More than six hours after the initial terrorist assault, there remains only one plane available to evacuate injured and other personnel from Benghazi.  The timeline details that the plane takes off, leaving some personnel behind, including those killed in action.  Those remaining behind initially have to wait for the one plane to return from Tripoli, but are eventually rescued several hours later by a Libyan Air Force C-130 airplane.

The attack timeline also includes a section labeled “Causes and Responsibility,” which is redacted completely.

Other timelines are included in the State Department materials.  These documents make no mention of Internet videos or demonstrations, for example one declassified timeline details:

1550    The Diplomatic Security Command Center (DSCC) receives word that US Mission Benghazi is under attack by 15-20 armed hostiles.

1615    RSO Benghazi advises hostile individuals setting fire to buildings on compound, including the one housing Ambassador Stevens, IPO Sean Smith, and ARSO [REDACTED] responds with a Quick Reaction Force (QRF) and takes fire from hostiles. QRF returns to Annex to regroup with host militia and redeploys.

The documents also reveal that at the time of the attack, the Department of Defense apparently had two government contractors in Benghazi working on weapons removal without the knowledge of the Department of State.

Judicial Watch has now filed 40 FOIA requests, a Mandatory Declassification Review, and at least 12 lawsuits against the Obama administration relating to the Benghazi terrorist attack.
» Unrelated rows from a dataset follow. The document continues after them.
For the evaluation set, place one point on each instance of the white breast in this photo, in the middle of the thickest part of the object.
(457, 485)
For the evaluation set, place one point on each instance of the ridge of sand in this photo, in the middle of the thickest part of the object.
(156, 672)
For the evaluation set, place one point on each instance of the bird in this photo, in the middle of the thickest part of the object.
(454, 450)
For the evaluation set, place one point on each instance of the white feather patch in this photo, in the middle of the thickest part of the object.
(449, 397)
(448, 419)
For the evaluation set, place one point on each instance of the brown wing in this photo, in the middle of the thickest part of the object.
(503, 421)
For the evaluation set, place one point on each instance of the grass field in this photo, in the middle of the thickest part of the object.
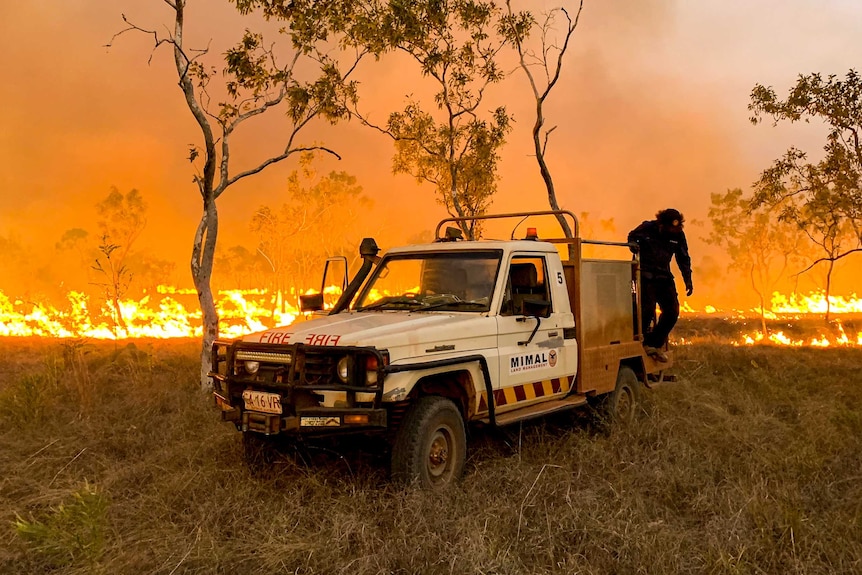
(751, 462)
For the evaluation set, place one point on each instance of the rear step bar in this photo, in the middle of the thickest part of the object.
(538, 410)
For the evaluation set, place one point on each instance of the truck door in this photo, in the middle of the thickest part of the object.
(532, 361)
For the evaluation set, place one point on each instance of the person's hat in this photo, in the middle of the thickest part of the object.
(670, 218)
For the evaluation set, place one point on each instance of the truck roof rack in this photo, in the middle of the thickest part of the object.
(559, 215)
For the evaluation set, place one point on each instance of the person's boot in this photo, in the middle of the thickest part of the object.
(655, 353)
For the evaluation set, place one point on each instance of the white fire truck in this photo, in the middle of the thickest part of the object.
(428, 340)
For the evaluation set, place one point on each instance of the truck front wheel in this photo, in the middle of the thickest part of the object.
(431, 445)
(621, 405)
Currently, Judicial Watch is the only non-governmental organization in the nation litigating in federal court to uncover information withheld by the Obama administration about the events that transpired before, during, and following the Benghazi massacre.
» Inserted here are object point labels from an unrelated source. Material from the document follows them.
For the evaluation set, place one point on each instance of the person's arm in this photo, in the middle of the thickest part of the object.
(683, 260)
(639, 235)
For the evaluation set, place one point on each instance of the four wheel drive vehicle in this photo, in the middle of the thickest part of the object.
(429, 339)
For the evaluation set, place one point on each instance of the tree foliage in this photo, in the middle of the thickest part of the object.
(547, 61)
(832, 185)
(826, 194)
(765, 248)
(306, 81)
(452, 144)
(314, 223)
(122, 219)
“These documents show the Obama White House rushed to tie yet another video to the Benghazi attack, even before Ambassador Stevens was accounted for.  The Obama White House, evidently, was confused as to which Internet video to falsely blame for the Benghazi terrorist attack,” said Judicial Watch President Tom Fitton.  “These documents show that the Obama White House should have been focused on rescuing our people under fire.  These documents detail delays and lack of support that raise questions about whether American lives were needlessly lost and put at risk during the Benghazi attack.”
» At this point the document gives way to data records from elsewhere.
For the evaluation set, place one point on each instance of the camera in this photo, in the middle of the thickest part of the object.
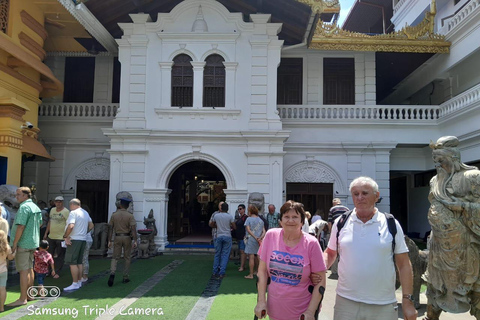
(28, 125)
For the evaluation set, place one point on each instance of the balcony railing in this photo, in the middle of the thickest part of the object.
(80, 110)
(401, 114)
(377, 113)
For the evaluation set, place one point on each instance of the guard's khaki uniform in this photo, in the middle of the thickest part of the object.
(121, 224)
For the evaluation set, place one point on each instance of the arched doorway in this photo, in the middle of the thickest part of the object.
(197, 188)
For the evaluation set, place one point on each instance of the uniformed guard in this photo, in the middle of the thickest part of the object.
(123, 225)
In April 2014, Judicial Watch forced the release of State Department documents it had obtained, including an internal email showing then-White House Deputy Strategic Communications Adviser Ben Rhodes and other Obama administration public relations officials attempting to orchestrate a campaign to “reinforce” President Obama and to portray the Benghazi consulate terrorist attack as being “rooted in an Internet video, and not a failure of policy.” Other documents showed that State Department officials initially described the incident as an “attack” and a possible kidnap attempt. The documents were obtained by Judicial Watch as a result of a June 21, 2013, FOIA lawsuit filed against the Department of State (Judicial Watch v. U.S. Department of State (No. 1:13-cv-00951)).  Judicial Watch’s release of the Rhodes email, which had been withheld by the Obama administration from Congress, caused the House of Representatives to approve the Select Committee on Benghazi, which is now led by Rep. Trey Gowdy (R-SC).

In June 2013, Judicial Watch released the first seven photos depicting the devastating aftermath of the September 11 terrorist attacks on U.S. diplomatic and CIA facilities in Benghazi. The following November, it obtained 32 new documents from the Department of State, including 13 previously withheld photos depicting the carnage at the American diplomatic compound. The documents were obtained in response to a FOIA lawsuit filed against the State Department on February 25, 2013, (Judicial Watch v. U.S. Department of State (No. 1-13-cv-00242)).